La prison est un monde sans cesse redécouvert et sans cesse oublié. Tous les rapports qui s'accumulent depuis des dizaines d'années ressassent inlassablement les mêmes constats, comme si rien n'avait été déjà écrit, vu, acté, filmé, attesté. Comme si ce monde clos n'offrait aucune prise à la mémoire. Pourtant, cette attention intermittente est un luxe au regard du désintérêt pour l'après-prison. Car une fois la liberté retrouvée, après la rupture de la levée d'écrou, une autre existence débute.

Une vie encore moins connue que celle de la prison. A croire que les murs sont encore plus hauts après que pendant. Là, pas de compassion à éclipse, pas d'indignation éphémère. Juste un regard lointain, méfiant et inquiet.

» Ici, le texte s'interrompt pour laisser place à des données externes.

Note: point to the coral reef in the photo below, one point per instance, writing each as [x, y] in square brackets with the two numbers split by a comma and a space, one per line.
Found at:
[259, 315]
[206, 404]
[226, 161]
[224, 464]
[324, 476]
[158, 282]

Aujourd'hui, les rares fois où la question est posée, elle est formulée presque exclusivement de la façon suivante : celui qui sort de détention va-t-il récidiver ? Subsiste-t-il un risque de nouveau passage à l'acte ? Avons nous affaire à in individu dangereux ? quel type d'expertise pratiquer pour le deviner ? Quelles recherches lancer ? Sur le sujet nous disposons d'études de plus en plus nombreuses, souvent contradictoires, qui tentent de chiffrer plus que d'expliquer le taux de récidive, synonyme d'échec ou de réussite de la prison. Mais le regard le plus obsessionnel est celui du politique, obnubilé par cette question. Le sortant de prison est devenu un suspect en puissance, enserré dans un maillage d'institutions de surveillance. Se sont multipliées les lois qui , votées à la chaîne ces dernières années, étaient censées réduire le risque de récidive en créant de multiples institutions de fichage, de contrôle ou de soins contraints.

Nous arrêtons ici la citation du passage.